In parenting circles, it seems like new names and buzzwords surrounding different parenting styles are coming out of nowhere every month. No parent needs to be told that parenting is so much more complicated than these simple umbrellas can do justice, but it can sometimes be useful to have these specialised and technical names for these parenting styles. According to Dr Daniel Glazer, a clinical psychologist with more than 15 years of practical experience, "parenting terms like helicopter, authoritative, or permissive came from psychology research set out to describe common patterns in families".
While they are by no means conclusive or definitive, they can be helpful in aiding parents to identify their own habits. One parenting style that seems to be attracting a lot more attention in the last few years is 'helicopter parenting', which seems to cause quite a discussion – but what is it, and what does it mean for your child?
What is helicopter parenting?
According to Dr Amanda Gummer, a child psychology and development expert with over 20 years of experience working with families, helicopter parenting "describes a style where parents hover closely over their children, stepping in quickly to prevent mistakes or discomfort".
Dr Glazer describes it similarly as a "pattern of over involvement", adding that it is also where parents "manage too many tasks, fix too many problems, and step in before their child has a chance to figure things out for themselves".
Crucially, both experts assert that it comes from a good place of love and worry, but emerges from the difficult middle ground between care and anxiety, meaning that children end up being micromanaged and are not given as much of a chance to figure things out for themselves.
Are helicopter parents toxic?
While helicopter parenting can certainly be a problem, it is important to remember that it isn't coming from a bad place. Dr Sarah Davies, chartered counselling psychologist and expert in narcissistic abuse recovery, explained that helicopter parents "are not necessarily toxic or narcissistic" even if their behaviour can be harmful. The key differences are in the intention, the flexibility and the focus.
"Helicopter parents usually act out of love, worry or a desire to protect, while toxic, narcissistic parents, on the other hand, are often driven by control, ego or personal needs," the psychologist began. She also notes that many helicopter parents are "keen to be good parents" and can change their behaviour once it is pointed out to them, always thinking about what's best for their child, while a toxic parent will "resist taking responsibility" and will "prioritise their own needs" over their child.
As opposed to toxic parenting, Dr Gummer emphasises that the problem with helicopter parents "isn't the care, it's the control and lack of autonomy", adding: "When children don't get space to try, fail and learn, their confidence and independence can suffer."

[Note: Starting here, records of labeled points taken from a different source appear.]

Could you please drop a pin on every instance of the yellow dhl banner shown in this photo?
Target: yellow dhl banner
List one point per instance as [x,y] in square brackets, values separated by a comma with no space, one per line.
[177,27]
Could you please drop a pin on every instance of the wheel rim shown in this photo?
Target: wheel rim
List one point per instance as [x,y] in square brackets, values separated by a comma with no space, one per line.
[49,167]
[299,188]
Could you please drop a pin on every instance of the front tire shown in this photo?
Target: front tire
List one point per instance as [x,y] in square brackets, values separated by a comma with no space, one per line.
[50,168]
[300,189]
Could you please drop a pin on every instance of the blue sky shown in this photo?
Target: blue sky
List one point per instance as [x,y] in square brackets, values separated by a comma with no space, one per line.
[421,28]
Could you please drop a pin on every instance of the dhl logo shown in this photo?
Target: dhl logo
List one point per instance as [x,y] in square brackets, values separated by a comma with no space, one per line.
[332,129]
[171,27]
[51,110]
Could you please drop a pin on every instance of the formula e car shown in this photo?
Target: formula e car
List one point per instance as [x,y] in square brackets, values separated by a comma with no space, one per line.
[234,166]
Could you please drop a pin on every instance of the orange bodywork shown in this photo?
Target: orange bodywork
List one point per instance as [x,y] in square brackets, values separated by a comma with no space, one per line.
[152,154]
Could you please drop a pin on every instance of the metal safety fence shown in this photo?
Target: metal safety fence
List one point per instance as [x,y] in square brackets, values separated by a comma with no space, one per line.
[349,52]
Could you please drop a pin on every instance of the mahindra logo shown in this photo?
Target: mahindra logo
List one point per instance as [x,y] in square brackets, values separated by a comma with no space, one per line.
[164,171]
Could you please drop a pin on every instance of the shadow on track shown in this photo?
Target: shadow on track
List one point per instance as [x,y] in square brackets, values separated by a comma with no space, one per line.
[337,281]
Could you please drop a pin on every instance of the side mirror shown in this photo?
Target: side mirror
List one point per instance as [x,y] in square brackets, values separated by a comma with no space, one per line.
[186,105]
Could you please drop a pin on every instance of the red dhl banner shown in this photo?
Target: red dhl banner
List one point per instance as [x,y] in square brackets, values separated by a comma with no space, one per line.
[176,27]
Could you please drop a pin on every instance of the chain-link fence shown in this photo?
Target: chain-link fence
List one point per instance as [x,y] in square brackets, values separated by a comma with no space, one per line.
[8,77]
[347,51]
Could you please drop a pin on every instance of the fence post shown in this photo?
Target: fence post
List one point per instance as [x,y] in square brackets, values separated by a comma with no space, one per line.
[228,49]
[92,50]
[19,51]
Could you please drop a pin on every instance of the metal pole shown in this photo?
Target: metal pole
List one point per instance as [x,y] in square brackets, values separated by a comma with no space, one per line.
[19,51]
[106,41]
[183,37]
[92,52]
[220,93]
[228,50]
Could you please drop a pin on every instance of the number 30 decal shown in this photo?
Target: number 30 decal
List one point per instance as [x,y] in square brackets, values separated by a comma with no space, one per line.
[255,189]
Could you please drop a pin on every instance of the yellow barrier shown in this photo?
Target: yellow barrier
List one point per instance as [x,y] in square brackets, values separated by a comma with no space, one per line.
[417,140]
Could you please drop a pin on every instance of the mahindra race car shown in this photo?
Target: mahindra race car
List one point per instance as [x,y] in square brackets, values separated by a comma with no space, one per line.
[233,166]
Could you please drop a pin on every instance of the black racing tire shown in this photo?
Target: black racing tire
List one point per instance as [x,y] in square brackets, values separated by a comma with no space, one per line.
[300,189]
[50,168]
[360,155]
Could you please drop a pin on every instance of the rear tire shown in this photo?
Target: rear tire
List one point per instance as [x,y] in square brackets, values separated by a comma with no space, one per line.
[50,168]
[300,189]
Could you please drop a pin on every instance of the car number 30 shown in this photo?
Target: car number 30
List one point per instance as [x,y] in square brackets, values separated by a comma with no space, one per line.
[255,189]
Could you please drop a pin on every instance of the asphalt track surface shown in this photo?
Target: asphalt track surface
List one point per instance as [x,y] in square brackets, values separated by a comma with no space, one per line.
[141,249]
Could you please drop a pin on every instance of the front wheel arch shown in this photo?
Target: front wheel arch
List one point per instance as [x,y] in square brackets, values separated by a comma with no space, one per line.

Meanwhile, Dr Glazer does not believe that the term toxic "isn't particularly helpful" at all, and can be quite dismissive of the cycles that lead to someone becoming a helicopter parent. He explains: "It may point to how they were parented themselves, or to a desire to feel needed and closely connected.
"Sometimes it can also be a response to pressure from outside influences, so if the parent lacks confidence in their own ability, they may well compensate with over-involvement," the psychologist continues. "It becomes a way to feel competent and in control."
What does helicopter parenting do to kids?
Helicopter parents, though they don't intend to, can have a negative impact on their child's development and growth in a variety of ways. Dr Davies explains: "It can seriously get in the way of them developing appropriate self-esteem, confidence, trust in themselves and their judgement, and it can impact their emotional regulation." She also notes that it can interfere with their problem-solving skills, dealing with setbacks and learning resilience.
Dr Glazer doubles down on the idea that it stunts their development, adding: "Children raised this way can grow up less sure of themselves, more anxious and more dependent on adults to regulate situations for them. They miss out on learning that mistakes and setbacks are part of how we grow and are subsequently less well equipped to manage challenges without help."
He also points out that a child can then learn to "look outward rather than inward for solutions", and "this mindset can follow them into adolescence and adulthood", affecting their approach to relationships and work. "When you've learned to rely on constant input or reassurance from a parent, making your own decisions can feel inherently precarious," he adds.
How do I avoid becoming or stop being a helicopter parent?
It isn't easy for anyone to completely shift their approach to parenting in one go: Dr Gummer advises stepping back gradually. "Let your child make small, low-risk choices," she advises. "What to wear, how to spend pocket money, or how to resolve playground disagreements. Praise effort rather than perfect, and remember that a few bumps and mistakes are how children build resilience and self-belief."
It can be "uncomfortable to watch at first and really difficult to stay hands off," Dr Glazer warns, but he asserts that "this is where the real growth happens". He continues: "Stay nearby for reassurance or encouragement, but try to hold back from taking over. Think of yourself as a safety net and not the pilot. If you can manage to stay composed, you are also helping to teach them authority over their emotions.
"Looking at other parenting styles can help you find some balance," the psychologist concludes, "but ultimately it's about building trust in your child's ability to navigate life with you beside them rather than front and centre."